Genocide - the cruelest thing that humans can do to one another.

And yet we tend to quickly forget about the genocide.

We are only reminded of him by numbers;

how many victims there were, when it took place, how long ago it was.

But sometimes we get the opportunity to deal with him in a different way.

“Europe - Bosnia, July 1995” stands at the beginning of this film, which is about justice.

About the fact that there can be no justice when words and deeds are misused to cover up intentions, to rape and to destroy.

When the human is no longer human, but monster.

If he wants to wipe out the other.

Europe, 1995, that means: Look here, it took place among us, the greatest genocide since the end of the Second World War.

As if we had to care about those who were raped

and

murdered

simply

because they lived near

us

;

which have been dug up again and again with excavators and thrown into primary, secondary and tertiary mass graves so that they cannot be identified later.

Patient chronicler of the Bosnian war

As if the 8,372 dead in Srebrenica should mean something to us. But they don't, no matter how close or far the ground is to us they fell on when they were massacred because they belonged to the wrong ethnic group. We secretly wonder if the question of guilt is really that clear. We think of Peter Handke and his ilk, who demand justice for Serbia, and we wonder with them who the first aggressor was. Blinded by their big words, we fail to see that they justify, minimize or even completely deny genocide, the greatest crime against humanity.

Jasmila Žbanić, the patient chronicler of the Bosnian War, whose first film "Esma's Secret - Grbavica", which was awarded the Golden Bear at the Berlinale, was about the rape of Bosnian women, now tells about Srebrenica. To be more precise, she doesn't just tell, she accuses. She indicts those who still deny what happened 26 years ago, of which there are quite a few in the Balkans. And it indicts those who did nothing to prevent the genocide: the United Nations.

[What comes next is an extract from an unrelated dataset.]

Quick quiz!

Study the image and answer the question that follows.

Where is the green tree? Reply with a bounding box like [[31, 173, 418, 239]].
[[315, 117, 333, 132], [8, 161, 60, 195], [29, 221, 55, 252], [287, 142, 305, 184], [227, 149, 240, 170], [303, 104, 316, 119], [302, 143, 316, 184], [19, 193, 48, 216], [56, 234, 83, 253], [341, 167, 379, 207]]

“Quo vadis, Aida?” - “Where are you going, Aida?” Is the title of her new work, which was nominated for an Oscar this year and won several prizes, and in fact we always see the eponymous character Aida moving. The extent of her agitation increases continuously until she finally runs around like a headless chicken, fully aware of the fact that she has lost the fight, that she will lose her two sons and her husband. She only keeps quiet in the first scene, in the proverbial calm before the storm, where she sits in her apartment and stares in front of herself, a teacher whose face tells the story of a whole sad and beautiful life. In the second scene this face is already in a state of turmoil, it is now the face of a chain smoker,who worked as a translator for the UN during the war, i.e. mediated linguistically between the Bosniaks and the Dutch blue helmet soldiers - as the only woman among all the men.